Board Goals and Board Learning Help Deepen Board Understanding
So, what was next? Once the board saw firsthand student passion and excitement surrounding Iowa BIG North projects, they knew they had to look for more ways to bring this type of learning to even more students. What does a school board do first? They create board goals, of course.
“Last year we set a board goal to ensure that every K-12 student had a project-based learning experience. We didn’t define what it had to be or look like, just that we want everyone to have one,” said Matthews.
The board also set aside time to engage in a whole board book study with the teacher leadership team as facilitators. They chose George Couros’ The Innovators Mindset: Empower Learning, Unleash Talent, and Lead a Culture of Creativity. The board and student board member participated, and even brought George Couros in for a teacher professional development day.
“The biggest takeaway from the book was that we think we’re experts on what kids need in school because we went through it, but that’s not what kids need today. It pushed us to get the community involved, which naturally happens with Iowa BIG North, but we’re going even further,” said Jurrens.
The district partnered with Northeast Iowa Community College, passed a referendum, and is in the middle of building a new 5-8 middle school which includes a vocational training shop. Local businesses have invested in the project, committing funds to help provide opportunities for kids to participate in hands-on passion projects.
Mid-Mester and J-Terms Give Students Dedicated Time for Deep Learning
Three years ago they introduced middle school mid-mesters—where teachers present several different project opportunities and students choose their area of interest, dedicating two to three hours per day on that project.
Then, last year, they implemented j-terms in the high school, where students can choose an area of interest and go in-depth for about 10 school days. At the end of each j-term, students show off their projects in a community-wide open house.
“We invite the community into these open houses—everyone is welcome to see what the kids are doing. We are trying to get more parents and community members involved in the school, to see what’s going on,” said Board President Joe Rosonke.
Once the school invited the community in to see these student projects, they received positive feedback and saw the community gain a deeper understanding of what these new initiatives were doing to help students decide on future career paths. But they realized they had to ramp up their communications to parents—spread the information even further.
The district now uses #NHTribe on Facebook and Twitter when they post videos, information, newsletters, and photos. “We’re trying to communicate what we’re doing so everyone can see—we’re sharing the goal of the board, what’s going on in school, it really helps us tell our story more effectively. These are student-focused posts,” said Matthews.
Plans to Transition Project-Based Learning into the Classroom
“Schools are changing quickly, and I think we’re on the cusp of what that change is going to look like. Our board really recognizes that and has provided leadership so that we can change. Not all schools have responded like we have,” said Jurrens.
It’s clear that the district is moving in the right direction—the next step is to transition project-based learning into the classrooms in an every-day setting. The students will still be learning the curriculum, but in a different way. Last year, the board set a goal to evaluate classrooms to find out whether they were learning toward more student-centered learning or teacher-centered learning environments.
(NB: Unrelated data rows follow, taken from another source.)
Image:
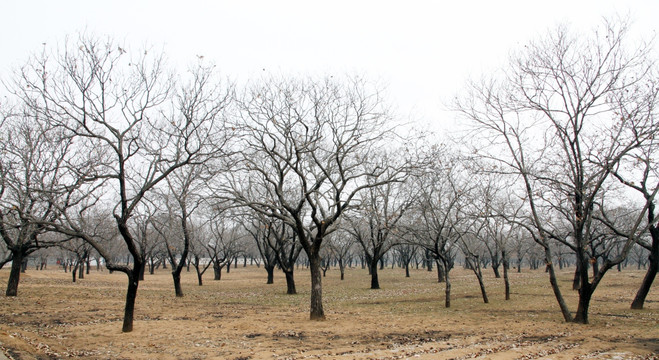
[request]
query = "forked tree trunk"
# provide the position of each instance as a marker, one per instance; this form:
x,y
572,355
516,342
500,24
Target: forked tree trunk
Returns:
x,y
131,295
554,285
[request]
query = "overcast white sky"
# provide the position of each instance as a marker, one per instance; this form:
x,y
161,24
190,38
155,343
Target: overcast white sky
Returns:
x,y
423,50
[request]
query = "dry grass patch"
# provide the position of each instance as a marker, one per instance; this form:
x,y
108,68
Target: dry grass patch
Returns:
x,y
240,317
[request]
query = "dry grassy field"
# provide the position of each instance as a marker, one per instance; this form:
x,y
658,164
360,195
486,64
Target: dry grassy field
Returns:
x,y
240,317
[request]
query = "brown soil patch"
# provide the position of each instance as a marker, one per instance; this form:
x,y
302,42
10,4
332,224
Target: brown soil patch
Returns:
x,y
240,317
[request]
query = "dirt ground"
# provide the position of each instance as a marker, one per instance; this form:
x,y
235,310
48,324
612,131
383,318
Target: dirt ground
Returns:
x,y
240,317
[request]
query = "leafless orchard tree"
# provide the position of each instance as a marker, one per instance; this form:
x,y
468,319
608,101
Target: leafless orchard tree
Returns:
x,y
638,171
260,228
375,223
342,246
561,118
132,127
439,221
32,156
307,141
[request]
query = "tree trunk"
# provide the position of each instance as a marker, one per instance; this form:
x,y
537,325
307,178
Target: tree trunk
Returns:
x,y
271,274
440,272
585,294
131,295
74,271
15,273
290,283
479,275
585,289
375,282
316,310
176,275
506,280
639,299
576,281
217,270
81,271
495,268
447,290
199,277
554,285
342,269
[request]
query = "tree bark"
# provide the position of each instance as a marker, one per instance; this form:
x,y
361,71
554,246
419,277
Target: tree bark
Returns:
x,y
290,283
554,285
316,309
447,290
131,295
271,274
639,299
375,282
176,275
506,280
15,273
440,273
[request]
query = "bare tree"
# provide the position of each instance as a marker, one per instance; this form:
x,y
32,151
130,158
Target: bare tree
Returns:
x,y
131,127
307,140
33,157
375,223
342,244
562,117
638,171
439,222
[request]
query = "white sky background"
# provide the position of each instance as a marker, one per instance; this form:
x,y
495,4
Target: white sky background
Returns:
x,y
423,50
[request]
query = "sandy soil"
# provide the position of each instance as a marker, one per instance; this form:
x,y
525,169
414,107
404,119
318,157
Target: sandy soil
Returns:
x,y
239,317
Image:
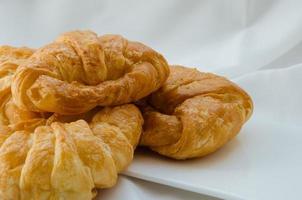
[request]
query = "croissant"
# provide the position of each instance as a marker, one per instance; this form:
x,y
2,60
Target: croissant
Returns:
x,y
10,114
193,114
69,160
81,70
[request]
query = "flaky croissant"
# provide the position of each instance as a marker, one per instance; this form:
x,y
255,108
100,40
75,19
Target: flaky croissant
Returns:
x,y
81,70
193,114
10,114
69,160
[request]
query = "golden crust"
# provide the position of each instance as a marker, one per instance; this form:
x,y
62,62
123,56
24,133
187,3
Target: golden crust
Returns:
x,y
69,160
80,71
193,114
10,115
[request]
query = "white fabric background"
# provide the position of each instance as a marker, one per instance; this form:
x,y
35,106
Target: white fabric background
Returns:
x,y
255,43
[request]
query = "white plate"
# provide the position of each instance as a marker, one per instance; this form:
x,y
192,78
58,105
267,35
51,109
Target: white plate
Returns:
x,y
263,162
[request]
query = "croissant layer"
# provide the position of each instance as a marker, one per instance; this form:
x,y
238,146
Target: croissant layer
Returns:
x,y
193,114
81,70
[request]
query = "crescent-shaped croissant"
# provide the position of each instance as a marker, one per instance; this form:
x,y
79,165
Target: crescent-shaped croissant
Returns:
x,y
193,114
81,70
69,160
10,114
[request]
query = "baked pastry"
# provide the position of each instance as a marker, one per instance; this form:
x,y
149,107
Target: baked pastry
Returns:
x,y
81,70
69,160
12,117
193,114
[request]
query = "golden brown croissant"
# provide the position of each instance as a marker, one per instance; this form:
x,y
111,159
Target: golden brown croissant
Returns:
x,y
69,160
193,114
10,114
80,71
The administrative/teacher leadership team reported back, with good results—a higher percentage of student-centered learning than they had anticipated. But they knew they could improve.
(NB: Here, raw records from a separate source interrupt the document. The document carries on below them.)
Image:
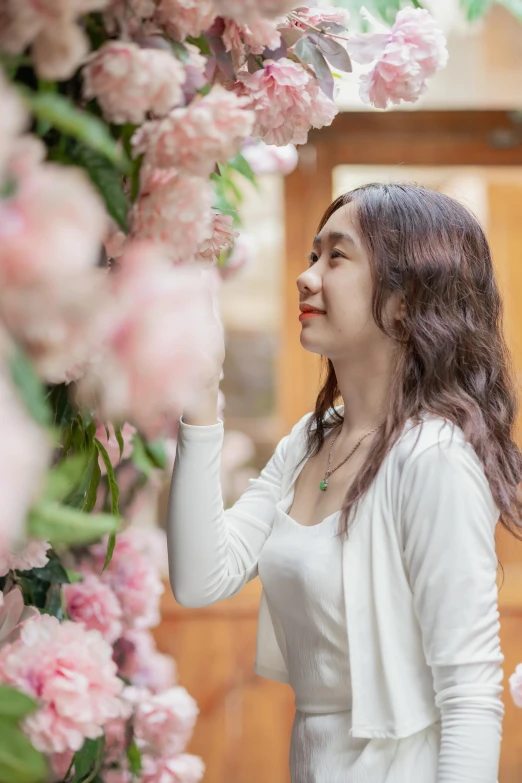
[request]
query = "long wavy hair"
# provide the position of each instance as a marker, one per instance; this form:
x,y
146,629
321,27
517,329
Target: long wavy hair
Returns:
x,y
452,358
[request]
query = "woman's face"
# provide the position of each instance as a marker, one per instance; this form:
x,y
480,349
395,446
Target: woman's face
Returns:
x,y
339,282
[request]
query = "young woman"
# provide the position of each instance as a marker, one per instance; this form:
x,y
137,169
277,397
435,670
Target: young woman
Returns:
x,y
372,527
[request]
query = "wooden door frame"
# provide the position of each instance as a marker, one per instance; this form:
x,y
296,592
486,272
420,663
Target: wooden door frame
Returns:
x,y
409,138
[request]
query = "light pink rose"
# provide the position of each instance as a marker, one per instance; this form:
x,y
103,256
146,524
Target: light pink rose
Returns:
x,y
132,577
194,138
112,446
182,18
173,210
140,662
287,101
164,722
159,341
128,81
269,159
70,671
93,603
404,57
184,768
222,237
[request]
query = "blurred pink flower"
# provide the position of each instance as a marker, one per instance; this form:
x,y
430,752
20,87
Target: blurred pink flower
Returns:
x,y
31,555
112,446
184,768
174,210
128,81
194,138
222,237
287,101
93,603
13,613
140,662
269,159
404,57
182,18
70,671
164,722
159,341
132,577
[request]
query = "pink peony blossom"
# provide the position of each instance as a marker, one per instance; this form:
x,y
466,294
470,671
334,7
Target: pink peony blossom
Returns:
x,y
93,603
182,18
194,138
404,57
132,577
112,446
222,238
128,81
32,555
140,662
70,671
184,768
173,210
287,101
269,159
164,722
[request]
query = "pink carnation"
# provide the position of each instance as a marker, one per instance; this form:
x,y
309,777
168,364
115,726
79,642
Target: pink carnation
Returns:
x,y
32,555
164,722
93,603
182,18
287,101
133,578
70,671
173,210
404,57
192,139
128,81
183,768
140,662
222,238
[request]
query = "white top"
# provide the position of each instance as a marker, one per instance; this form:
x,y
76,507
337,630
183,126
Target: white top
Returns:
x,y
419,580
301,571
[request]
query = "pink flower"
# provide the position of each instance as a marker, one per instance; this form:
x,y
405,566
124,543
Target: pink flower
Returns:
x,y
269,159
192,139
133,579
128,81
173,210
164,722
70,671
93,603
112,446
287,102
515,685
182,18
184,768
140,662
222,237
404,57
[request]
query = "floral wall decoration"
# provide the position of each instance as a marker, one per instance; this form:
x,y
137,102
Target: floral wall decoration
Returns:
x,y
126,127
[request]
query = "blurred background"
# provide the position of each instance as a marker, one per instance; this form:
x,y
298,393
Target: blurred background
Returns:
x,y
463,138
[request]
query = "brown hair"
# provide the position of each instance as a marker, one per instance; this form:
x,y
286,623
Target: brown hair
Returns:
x,y
453,361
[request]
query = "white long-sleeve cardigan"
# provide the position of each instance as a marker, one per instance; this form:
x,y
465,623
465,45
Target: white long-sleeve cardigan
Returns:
x,y
419,571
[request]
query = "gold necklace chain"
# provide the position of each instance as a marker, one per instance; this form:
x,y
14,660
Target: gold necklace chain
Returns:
x,y
323,486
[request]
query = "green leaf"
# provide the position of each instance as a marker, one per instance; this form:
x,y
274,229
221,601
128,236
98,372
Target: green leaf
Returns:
x,y
15,704
30,387
65,476
107,179
111,478
66,525
63,115
19,761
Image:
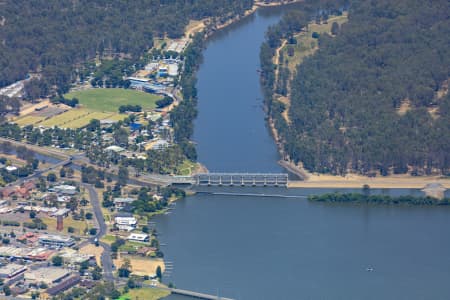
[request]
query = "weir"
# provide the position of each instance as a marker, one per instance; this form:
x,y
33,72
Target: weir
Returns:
x,y
242,179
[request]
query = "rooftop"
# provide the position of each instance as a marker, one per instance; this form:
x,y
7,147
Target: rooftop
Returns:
x,y
11,270
138,236
48,275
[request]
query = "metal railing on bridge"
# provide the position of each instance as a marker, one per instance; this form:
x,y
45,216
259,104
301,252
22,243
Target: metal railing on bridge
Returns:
x,y
242,179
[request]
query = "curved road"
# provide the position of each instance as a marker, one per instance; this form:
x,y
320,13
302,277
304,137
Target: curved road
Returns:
x,y
107,263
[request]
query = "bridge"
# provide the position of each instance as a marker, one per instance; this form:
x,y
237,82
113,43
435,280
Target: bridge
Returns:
x,y
242,179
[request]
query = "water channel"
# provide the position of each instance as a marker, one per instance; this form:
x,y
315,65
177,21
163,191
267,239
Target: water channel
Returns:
x,y
286,247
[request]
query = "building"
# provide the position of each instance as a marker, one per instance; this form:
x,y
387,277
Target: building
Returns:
x,y
126,223
116,149
123,202
172,70
160,145
163,71
11,271
138,83
56,241
36,254
62,212
11,168
64,189
64,285
48,275
139,237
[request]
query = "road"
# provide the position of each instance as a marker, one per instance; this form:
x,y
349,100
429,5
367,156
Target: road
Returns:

“We’re not in the same world we used to be, where we all sat in a line and listened to the teacher and tried to memorize everything. Kids are learning in an entirely different world. We’ve got to do something to keep up and keep them interested. We’re giving them something more—something that makes families want to go to New Hampton Schools,” said Rosonke.
Data Provides Assurance that New Hampton Is on the Right Path
Sometimes, schools try something new and it doesn’t work out the way they had hoped. That’s not the case in New Hampton. They knew these passion-based projects and experimentation in the classroom could have a negative impact on test scores. But, they didn’t see that. The standardized indicator remained the same. They’ve seen positives—a decrease in student absenteeism, to name a big one. And before, they saw a sizable drop in test scores from sophomore to junior year in the past, but they didn’t see that drop this year.
“We’ve been watching the data closely because we want to make sure they’re learning, that’s why we’re here. We’re in the business to make sure kids learn what they need to learn, so we’re looking at the data we’ve always reviewed,” said Jurrens.
And how do you measure whether students are future-ready? The district plans to survey graduates two to three years post-high school and ask how these experiences helped them. Once they’ve compiled the information, they plan to release it to the public.
Thanks to board leadership and support, New Hampton is on the path toward giving all students opportunities to learn at a different level and succeed.